You may have been advised by your dentist, friends or family to floss regularly and they would be right to suggest this. However flossing can be difficult and painful for some.
The Waterpik Ultra Water Flosser (WP-120) uses the power of water to wash away food particles and bacteria that builds up along the gum line and in between teeth.
How does this large electric powered flosser really work in practice and compare to the cheaper and more regularly adopted standard flossing technique?
You can read our detailed Waterpik Ultra Water Flosser review below or watch our hands-on video review.

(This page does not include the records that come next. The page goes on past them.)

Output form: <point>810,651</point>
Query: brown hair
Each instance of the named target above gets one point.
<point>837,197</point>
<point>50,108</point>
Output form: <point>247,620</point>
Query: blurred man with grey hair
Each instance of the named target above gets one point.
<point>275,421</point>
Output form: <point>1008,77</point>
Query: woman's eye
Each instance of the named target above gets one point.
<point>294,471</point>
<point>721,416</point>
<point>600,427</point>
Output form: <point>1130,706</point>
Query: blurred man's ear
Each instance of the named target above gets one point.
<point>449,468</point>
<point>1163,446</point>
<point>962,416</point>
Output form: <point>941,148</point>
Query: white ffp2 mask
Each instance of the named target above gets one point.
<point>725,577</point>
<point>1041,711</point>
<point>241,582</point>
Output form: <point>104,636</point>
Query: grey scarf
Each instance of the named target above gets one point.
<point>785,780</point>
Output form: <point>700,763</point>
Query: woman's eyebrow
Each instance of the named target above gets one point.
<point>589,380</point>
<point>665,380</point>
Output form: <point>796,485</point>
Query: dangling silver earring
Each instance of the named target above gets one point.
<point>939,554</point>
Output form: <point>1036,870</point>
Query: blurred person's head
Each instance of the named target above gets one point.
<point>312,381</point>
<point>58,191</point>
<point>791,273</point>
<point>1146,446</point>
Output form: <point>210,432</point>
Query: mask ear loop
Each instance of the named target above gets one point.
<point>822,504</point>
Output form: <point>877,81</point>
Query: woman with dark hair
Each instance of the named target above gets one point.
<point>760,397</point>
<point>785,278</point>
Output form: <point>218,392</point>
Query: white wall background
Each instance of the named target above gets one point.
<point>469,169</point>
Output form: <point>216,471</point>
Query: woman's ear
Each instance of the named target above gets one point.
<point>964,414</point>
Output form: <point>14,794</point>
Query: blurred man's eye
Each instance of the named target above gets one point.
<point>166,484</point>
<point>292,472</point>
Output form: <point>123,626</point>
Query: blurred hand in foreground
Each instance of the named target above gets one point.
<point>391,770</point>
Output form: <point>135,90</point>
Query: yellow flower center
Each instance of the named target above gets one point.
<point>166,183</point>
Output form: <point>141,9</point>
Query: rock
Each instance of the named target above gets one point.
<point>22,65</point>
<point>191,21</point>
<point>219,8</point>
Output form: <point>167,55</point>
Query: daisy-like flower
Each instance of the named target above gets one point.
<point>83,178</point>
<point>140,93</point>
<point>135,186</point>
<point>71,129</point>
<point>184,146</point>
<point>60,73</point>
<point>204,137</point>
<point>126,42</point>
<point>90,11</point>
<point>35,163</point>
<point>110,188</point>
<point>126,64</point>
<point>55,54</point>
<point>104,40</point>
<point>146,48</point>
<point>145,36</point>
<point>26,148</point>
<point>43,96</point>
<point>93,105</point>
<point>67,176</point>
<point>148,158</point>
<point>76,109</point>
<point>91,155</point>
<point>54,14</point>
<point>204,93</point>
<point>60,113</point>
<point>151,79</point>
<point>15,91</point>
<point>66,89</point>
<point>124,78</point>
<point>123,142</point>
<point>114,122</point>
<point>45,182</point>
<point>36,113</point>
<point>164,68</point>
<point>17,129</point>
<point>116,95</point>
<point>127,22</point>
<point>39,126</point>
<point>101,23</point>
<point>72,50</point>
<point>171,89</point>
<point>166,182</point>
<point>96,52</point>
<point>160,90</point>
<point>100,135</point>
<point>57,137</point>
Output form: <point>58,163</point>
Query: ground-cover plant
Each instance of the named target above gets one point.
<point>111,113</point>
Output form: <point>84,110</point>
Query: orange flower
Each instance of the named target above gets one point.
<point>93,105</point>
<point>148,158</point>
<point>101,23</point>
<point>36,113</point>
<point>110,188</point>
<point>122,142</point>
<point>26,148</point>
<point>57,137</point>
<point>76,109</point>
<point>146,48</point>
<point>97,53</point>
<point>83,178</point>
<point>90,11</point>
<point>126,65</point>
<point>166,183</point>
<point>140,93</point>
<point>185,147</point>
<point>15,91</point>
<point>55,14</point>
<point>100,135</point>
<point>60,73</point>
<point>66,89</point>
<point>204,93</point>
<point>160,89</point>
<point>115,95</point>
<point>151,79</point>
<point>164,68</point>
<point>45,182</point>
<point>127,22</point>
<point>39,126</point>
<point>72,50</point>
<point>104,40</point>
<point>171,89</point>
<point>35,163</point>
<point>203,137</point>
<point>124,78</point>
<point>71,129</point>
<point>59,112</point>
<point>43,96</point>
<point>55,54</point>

For a comparison of all the water flossers currently available, you may also like to check out our best water flosser article.
- Removes 99.9% of plaque
- 2 times as effective as string floss
- 3 times more effective than string floss when cleaning around braces
- 10 pressure settings
- 3 year warranty
What’s in the box?
- Waterpik Ultra Water Flosser (WP-120UK)
- Classic jet tip
- Toothbrush tip
- Plaque seeker tip
- Orthodontic tip
- Pik pocket tip
- Tongue cleaner
The water flosser should be used in conjunction with brushing the teeth. Whether you use a manual toothbrush or electric one, the flosser is just that, for flossing, not for cleaning the teeth as a whole. Having said this, there is a toothbrush tip, its not recommended for the best oral hygiene routine, better suited to a quick clean.
Opt for one of the recommended brushes that we have reviewed here on the Electric Teeth site and you should be left with that fresh clean feeling in the mouth.
Waterpik claim that if the WP-120 Waterpik Ultra is used daily, within 14 days of using this you will have healthier gums. This of course depends on how healthy your gums are in the first place, but I do believe everyone can benefit. Of course those who are a little irregular with flossing will see the biggest benefits.
Capable of removing 99.9% of plaque and said to be 2 times more effective than regular string floss according to Waterpik, these are bold claims backed up by research.
Design, Usability, Clean & General Use
There is no denying this Waterpik unit is a little big and bulky for me in my average sized bathroom. It needs work surface or shelf space as well as connectivity to power. It looks like something that should be in a dentist’s office.
However, looks and size aside this piece of kit packs a punch when it comes to flossing.
However, data from clinical studies aside, how it works for you and I is really what matters.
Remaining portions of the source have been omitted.